AdV-COM (AdV commissioning (1st part) )hoak - 19:15 Wednesday 27 April 2016 (33698)
Print this reportpreliminary calibration of B2 6MHz signal for PRNI length controlUsing some free-swinging times of the PRNI cavity from last Friday, I've made a preliminary calibration of the B2 6MHz error signal. This is by no means a new technique and I've somewhat re-invented the wheel, but I'll describe the method here for the interested reader.
During a period when the PRNI is free-swinging, we collect a chunk of data that includes several resonances, as observed by the B2 photodiode (see Fig 1). The data around the minima are fit with quadratic functions (Fig is an example - this is the right-most resonance in Fig 1), and the minima of these quadratics are taken to be the cavity resonance points, separated in length by 532nm. From these data points we fit the evolution of the cavity length with a 4th-order polynomial (Fig 3) and calculate the velocity.

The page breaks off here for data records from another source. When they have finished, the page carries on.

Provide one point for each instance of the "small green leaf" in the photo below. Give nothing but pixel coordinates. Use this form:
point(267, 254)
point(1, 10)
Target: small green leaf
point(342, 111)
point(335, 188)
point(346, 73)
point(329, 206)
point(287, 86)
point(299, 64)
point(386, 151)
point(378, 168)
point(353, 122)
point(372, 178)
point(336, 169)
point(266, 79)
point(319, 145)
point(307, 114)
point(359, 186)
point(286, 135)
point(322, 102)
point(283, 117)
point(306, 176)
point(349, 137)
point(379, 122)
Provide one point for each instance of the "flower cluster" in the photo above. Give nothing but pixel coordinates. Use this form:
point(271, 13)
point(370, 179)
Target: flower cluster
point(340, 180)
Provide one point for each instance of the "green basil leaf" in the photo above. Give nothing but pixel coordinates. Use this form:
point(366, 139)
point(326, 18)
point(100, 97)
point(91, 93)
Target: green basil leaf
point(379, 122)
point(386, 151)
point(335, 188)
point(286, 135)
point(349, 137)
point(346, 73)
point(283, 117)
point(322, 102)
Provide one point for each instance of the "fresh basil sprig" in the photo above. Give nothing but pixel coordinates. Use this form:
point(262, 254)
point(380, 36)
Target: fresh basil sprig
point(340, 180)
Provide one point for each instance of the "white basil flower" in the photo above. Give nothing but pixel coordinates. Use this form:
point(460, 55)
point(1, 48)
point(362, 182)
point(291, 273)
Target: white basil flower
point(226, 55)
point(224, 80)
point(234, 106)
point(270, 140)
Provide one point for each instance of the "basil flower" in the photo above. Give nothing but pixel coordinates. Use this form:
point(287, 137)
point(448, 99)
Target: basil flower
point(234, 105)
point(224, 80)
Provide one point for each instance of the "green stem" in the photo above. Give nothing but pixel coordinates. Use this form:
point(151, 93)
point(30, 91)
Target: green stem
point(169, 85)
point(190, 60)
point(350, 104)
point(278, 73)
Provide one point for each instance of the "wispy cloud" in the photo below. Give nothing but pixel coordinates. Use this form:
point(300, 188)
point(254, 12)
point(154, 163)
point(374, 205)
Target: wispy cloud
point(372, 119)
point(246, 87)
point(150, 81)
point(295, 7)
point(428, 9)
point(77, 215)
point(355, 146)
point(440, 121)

The optical gain, in volts/meter, is the ratio of the slope of the error signal (volts/second) with the cavity velocity (meters/second) around the resonance points. This is shown in the bottom panel of Fig 4, which includes a lot of data points that I collected mostly by hand, from a few different times on Friday afternoon. The calibration of the B2 6MHz signal is roughly 4.5 x 10^8 volts per meter of PRNI length motion.
This is just a first attempt, here are some notes:
I think there's a systematic effect introduced by the quadratic fitting when the velocity is changing rapidly. These tend to be the points clustered around 0.4e-5 m/s, 5.5e8 V/m in the bottom panel of Fig 4.
In Fig 1, you can see a DC offset in the error signal at the resonance points of about 2 volts. If this is a dark offset in the B2 6MHz signal we can easily tune it out.
In Fig 4, the optical gain changes by tens of percent between measurements at different velocities (which are separated in time by up to a few hours). This may be due to changes in the demodulation phase, which changes the overall gain of the sensing path (since we're using a fixed demod phase for all of these measurements). In order to get a good calibration of the error signal and overall loop gain we should collect some free-swinging data immediately before locking the cavity and measuring the noise and loop shape. From there we can estimate the unsuppressed cavity motion, estimate the plant transfer function, and so on.
It would be more robust to drive the cavity length with the marionetta through many fringes, rather than relying on the excited pendulum modes to move the mirrors a few microns back and forth.
It will be interesting to compare the calibration of B2 6MHz to the 131Mhz signal (or the 8MHz, or the 56MHz) and confront these numbers with Finesse simulations.